For \(g(x) = f(x) + k\), we can apply Rolle's Theorem over the interval \([a, b]\). The constant \(k\) shifts the function vertically but doesn't affect the derivative, hence \(g'(x) = f'(x)\). It also doesn't affect the continuity and differentiability. Moreover, we have \(g(a) = f(a) + k = f(b) + k = g(b)\). Hence, Rolle's Theorem can be applied on \([a, b]\). Thus, the corresponding critical number is c.

For \(g(x) = f(x - k)\), the constant \(k\) shifts the function horizontally but again, it doesn't affect the derivative, hence \(g'(x) = f'(x)\). It also doesn't affect the continuity and differentiability. Moreover, we have \(g(a) = f(a - k)\) and \(g(b) = f(b - k)\). Unless \(a - k = b - k\), \(g(a)\) will not equal \(g(b)\). Rolle's Theorem doesn't immediately apply here.
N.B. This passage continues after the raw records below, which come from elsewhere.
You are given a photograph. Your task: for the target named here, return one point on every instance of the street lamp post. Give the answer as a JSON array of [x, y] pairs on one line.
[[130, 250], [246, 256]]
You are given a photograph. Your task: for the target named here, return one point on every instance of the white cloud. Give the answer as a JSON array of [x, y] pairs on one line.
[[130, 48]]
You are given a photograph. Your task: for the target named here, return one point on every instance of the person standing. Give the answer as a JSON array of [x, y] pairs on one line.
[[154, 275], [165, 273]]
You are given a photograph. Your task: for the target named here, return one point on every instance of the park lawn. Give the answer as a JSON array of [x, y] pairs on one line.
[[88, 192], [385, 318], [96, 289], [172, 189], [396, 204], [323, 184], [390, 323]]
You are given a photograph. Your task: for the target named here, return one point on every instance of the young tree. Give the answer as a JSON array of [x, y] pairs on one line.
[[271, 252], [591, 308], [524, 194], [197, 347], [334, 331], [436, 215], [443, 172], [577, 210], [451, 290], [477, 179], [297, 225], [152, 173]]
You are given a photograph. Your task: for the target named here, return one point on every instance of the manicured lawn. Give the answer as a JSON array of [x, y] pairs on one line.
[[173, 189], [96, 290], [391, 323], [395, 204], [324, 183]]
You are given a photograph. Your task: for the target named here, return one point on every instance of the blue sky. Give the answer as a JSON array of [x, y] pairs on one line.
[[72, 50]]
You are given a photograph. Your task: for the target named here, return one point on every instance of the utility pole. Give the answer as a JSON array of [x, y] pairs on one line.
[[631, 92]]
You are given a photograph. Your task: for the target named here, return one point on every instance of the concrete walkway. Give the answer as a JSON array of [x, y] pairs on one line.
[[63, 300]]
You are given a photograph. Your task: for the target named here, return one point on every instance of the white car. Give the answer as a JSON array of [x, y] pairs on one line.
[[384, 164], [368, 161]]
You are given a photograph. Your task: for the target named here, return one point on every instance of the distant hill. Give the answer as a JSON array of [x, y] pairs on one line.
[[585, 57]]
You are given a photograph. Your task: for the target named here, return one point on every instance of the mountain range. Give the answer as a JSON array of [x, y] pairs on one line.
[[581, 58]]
Hence the interval over which Rolle's Theorem can be applied will be difficult to determine without specific values of \(a, b, k\).

For \(g(x) = f(kx)\), multiplying the input by \(k\) results in a horizontal scaling of the function. This affects the derivative, as \(g'(x) = k \cdot f'(kx)\). The function is still continuous and differentiable. However, \(g(a) = f(ka)\) and \(g(b) = f(kb)\). Thus, unless \(ka = kb\), \(g(a)\) will not equal \(g(b)\). Once again, Rolle's Theorem doesn't immediately apply here. Hence the interval over which Rolle's Theorem can be applied will be difficult to determine without specific values of \(a, b, k\).